Tinha este dom o Zambelli. A cada apresentação, uma nova sedução. Sempre foi um grande cantor das noites jundiaienses. Abrilhantou muitos anos com enorme sucesso as sextas dançantes do Clube Jundiaiense, o “happy hour” do Grêmio, as noitadas do Bar do Samir na ACRE e no Tênis Clube, os bares da moda Crystal Chopp, Saveiro e Passarin. Lembro-me de sua cativante presença nos eventos da cidade. Não nos esqueçamos de outros bares de então em que se apresentou, como no Neandhertal, Pelicano’s, Cekiçabe, Camaleão e tantos outros.

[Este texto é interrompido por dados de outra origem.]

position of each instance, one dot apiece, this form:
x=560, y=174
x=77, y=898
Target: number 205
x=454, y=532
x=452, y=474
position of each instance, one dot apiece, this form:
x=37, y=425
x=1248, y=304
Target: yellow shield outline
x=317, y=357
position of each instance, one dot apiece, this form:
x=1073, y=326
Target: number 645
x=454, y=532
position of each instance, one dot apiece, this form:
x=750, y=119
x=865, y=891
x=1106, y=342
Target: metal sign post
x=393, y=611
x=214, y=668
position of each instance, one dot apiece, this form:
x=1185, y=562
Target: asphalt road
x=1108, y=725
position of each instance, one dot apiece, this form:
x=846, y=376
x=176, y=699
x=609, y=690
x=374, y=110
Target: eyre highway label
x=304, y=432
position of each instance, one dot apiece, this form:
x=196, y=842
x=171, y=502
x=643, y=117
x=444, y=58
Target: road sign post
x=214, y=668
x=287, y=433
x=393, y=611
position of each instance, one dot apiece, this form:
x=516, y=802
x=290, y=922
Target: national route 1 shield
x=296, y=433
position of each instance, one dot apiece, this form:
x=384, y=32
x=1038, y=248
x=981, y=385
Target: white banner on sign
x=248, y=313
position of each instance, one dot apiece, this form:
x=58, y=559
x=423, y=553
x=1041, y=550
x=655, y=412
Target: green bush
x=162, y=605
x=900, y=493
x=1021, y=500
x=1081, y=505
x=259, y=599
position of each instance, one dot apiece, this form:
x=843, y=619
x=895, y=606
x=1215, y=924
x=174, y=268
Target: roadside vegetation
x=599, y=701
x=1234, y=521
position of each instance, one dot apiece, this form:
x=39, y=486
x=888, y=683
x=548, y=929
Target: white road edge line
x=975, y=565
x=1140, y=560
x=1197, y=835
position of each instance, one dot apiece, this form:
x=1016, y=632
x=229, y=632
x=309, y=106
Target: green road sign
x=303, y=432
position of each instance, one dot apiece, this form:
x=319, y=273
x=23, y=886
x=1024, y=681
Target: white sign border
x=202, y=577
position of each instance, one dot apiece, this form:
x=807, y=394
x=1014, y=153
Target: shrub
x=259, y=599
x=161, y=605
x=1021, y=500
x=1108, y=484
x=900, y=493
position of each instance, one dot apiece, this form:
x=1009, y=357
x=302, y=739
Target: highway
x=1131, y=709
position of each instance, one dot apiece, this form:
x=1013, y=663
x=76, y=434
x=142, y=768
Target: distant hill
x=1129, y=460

Seu porte magro, sua voz afinada e o encantamento de quem é feliz naquilo que faz seduziam os amantes da noite, os boêmios apaixonados e as mulheres amadas. Fato extraordinário que só a um grande artista pode ocorrer. Nos últimos anos, sua presença obrigatória na lanchonete Natura encantava não só seus admiradores, como abria espaço para seus amigos músicos.

E não foi outra a extraordinária e cativante presença de Zambelli nos 100 anos de “A Pauliceia”. A preocupação com a qualidade do som se esvaiu na primeira nota musical de Zambelli. A conversa foi deixada de lado e todos os olhares convergiam para o palco do cantor. Tocou, cantou e empolgou. Música após música recebia aplausos calorosos, cada vez mais entusiasmados. O cantor Zambelli não fazia a noite, sempre foi o astro da noite.

Sua morte aconteceu depois de um longo período em que sofreu a impossibilidade de mostrar seu brilho. Resta guardada para mim a imagem da última vez que a vi em cena. Não parou de cantar. No verso de Gonzaguinha, resumiu a vida, naquilo que é sua essência: “… amar e cantar como se fosse um eterno aprendiz”.

Com a partida do querido Zambelli, fica-nos a bela lembrança dos tempos bons e dourados, em que nos reunimos pelas alegres noites jundiaienses. Mas sua música continua. Por onde passou sempre deixou um sinal de alegria. E lá, para onde nossas preces são dirigidas, sempre haverá um piano com sua doce companhia. Um público cativante a aplaudi-lo, agora eterno!